Tasikmalaya, ruangenergi.com – Direktur Bioenergi PT PLN Energi Primer Indonesia (PLN EPI) Hokkop Situngkir meresmikan operasional Hub Biomassa Tasikmalaya dan Ciamis sebagai bagian dari penguatan ekosistem biomassa nasional berbasis konsep spoke hub. Kegiatan ini menjadi langkah strategis PLN EPI dalam menjamin keamanan security of supply biomassa sekaligus mendukung program transisi energi dan target Net Zero Emission 2060.
Hub Biomassa Tasikmalaya dan Ciamis dikembangkan sebagai proyek percontohan yang mengintegrasikan potensi biomassa lokal, seperti limbah kayu dan limbah serbuk aren, dengan fasilitas pengolahan, pengujian kualitas, hingga distribusi ke Pembangkit Listrik Tenaga Uap (PLTU). Keberadaan hub ini diharapkan mampu meningkatkan kuantitas dan kualitas biomassa, memperkuat rantai pasok, serta mendorong standardisasi pengolahan biomassa di tingkat nasional. Biomassa hasil pengolahan dari fasilitas ini direncanakan untuk mendukung program co-firing di PLTU Adipala dan PLTU Indramayu, sehingga berkontribusi langsung terhadap penurunan emisi dari pembangkit eksisting.
Hokkop menyampaikan bahwa pengembangan hub biomassa merupakan bagian dari komitmen PLN Group dalam menggantikan bahan bakar fosil secara bertahap dengan sumber energi yang lebih ramah lingkungan.
“Hub biomassa ini tidak hanya berfungsi sebagai fasilitas produksi, tetapi juga sebagai pusat penguatan kualitas dan kepastian pasokan biomassa ke PLTU. Kami memulai dari skala kecil, namun dirancang untuk terus berkembang dengan melibatkan pemerintah daerah, BUMD, BUMDes, Koperasi, dan masyarakat lokal,” ujar Hokkop.
Lebih lanjut, Hokkop menekankan bahwa pemanfaatan limbah biomassa, termasuk limbah serbuk aren di Ciamis, memberikan dampak ganda, yakni pengurangan emisi karbon dan gas metana sekaligus menciptakan nilai ekonomi baru bagi masyarakat sekitar.
“Bioenergi adalah tentang memanfaatkan seluruh sumber daya hayati secara berkelanjutan. Kehadiran hub ini diharapkan menjadi penggerak ekonomi lokal sekaligus penopang ketahanan energi nasional,” tambahnya.

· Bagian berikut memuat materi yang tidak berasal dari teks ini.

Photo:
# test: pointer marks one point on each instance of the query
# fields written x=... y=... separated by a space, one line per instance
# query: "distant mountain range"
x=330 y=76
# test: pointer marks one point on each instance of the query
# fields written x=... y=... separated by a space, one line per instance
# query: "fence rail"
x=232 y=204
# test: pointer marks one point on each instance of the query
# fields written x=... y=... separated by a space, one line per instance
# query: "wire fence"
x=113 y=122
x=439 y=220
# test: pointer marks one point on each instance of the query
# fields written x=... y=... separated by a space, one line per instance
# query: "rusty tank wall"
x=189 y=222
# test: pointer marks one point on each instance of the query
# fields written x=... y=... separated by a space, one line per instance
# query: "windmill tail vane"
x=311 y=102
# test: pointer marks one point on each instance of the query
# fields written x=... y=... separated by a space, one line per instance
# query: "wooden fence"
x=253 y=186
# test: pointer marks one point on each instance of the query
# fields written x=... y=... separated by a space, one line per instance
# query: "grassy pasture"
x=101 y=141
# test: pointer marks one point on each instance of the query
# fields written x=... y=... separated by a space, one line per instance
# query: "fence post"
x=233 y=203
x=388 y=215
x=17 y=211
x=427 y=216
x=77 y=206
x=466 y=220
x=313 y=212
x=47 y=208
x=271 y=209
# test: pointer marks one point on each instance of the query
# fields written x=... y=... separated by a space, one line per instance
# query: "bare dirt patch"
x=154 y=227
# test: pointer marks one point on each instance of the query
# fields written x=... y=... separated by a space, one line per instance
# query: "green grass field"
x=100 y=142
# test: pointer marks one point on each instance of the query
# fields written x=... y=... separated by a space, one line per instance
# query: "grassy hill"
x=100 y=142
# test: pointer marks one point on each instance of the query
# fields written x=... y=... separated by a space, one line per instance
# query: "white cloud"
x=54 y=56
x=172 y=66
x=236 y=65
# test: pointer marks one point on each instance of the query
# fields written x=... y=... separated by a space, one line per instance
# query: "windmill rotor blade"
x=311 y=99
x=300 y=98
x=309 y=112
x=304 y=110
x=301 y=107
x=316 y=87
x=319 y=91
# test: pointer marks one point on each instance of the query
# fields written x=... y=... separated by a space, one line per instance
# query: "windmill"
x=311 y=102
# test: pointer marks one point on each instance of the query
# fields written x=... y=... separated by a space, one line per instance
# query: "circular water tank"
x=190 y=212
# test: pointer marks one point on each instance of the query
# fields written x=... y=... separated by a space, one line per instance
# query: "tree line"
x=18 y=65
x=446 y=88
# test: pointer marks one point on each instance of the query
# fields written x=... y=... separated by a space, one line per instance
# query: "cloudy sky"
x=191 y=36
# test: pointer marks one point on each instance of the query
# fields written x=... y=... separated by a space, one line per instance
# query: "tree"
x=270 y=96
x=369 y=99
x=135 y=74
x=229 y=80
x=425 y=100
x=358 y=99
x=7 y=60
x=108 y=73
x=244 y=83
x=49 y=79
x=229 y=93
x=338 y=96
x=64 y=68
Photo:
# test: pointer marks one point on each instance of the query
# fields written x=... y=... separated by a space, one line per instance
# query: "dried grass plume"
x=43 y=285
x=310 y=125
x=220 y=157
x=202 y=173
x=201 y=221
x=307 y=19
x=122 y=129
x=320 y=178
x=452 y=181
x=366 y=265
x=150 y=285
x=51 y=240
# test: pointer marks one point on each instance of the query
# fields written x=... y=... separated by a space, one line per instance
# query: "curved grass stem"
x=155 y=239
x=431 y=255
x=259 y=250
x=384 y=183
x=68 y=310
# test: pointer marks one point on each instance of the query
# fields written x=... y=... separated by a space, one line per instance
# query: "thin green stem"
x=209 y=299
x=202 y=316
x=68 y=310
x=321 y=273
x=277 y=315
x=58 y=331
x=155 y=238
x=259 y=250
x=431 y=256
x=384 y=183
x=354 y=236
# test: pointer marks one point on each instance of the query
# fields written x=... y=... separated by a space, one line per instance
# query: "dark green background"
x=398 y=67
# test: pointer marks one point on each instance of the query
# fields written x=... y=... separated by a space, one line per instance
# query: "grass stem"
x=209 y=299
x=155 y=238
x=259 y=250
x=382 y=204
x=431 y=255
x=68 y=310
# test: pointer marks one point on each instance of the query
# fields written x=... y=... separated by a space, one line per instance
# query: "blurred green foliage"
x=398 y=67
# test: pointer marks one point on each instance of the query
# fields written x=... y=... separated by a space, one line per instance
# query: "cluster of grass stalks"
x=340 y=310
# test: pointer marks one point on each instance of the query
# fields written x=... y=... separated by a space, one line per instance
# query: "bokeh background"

PLH VP Strategi dan Pengembangan Bisnis Biomassa PLN EPI, Odi Sefriadi, menjelaskan bahwa pengembangan Hub Biomassa Ciamis berangkat dari potensi biomassa lokal yang besar namun belum dimanfaatkan secara optimal.
“PLN EPI melihat potensi limbah serbuk aren di Ciamis yang jumlahnya sangat signifikan. Melalui penerapan teknologi dewatering dengan metode screw press, limbah ini diolah agar memenuhi spesifikasi pembangkit dan siap dimanfaatkan sebagai bahan bakar biomassa,” jelas Odi.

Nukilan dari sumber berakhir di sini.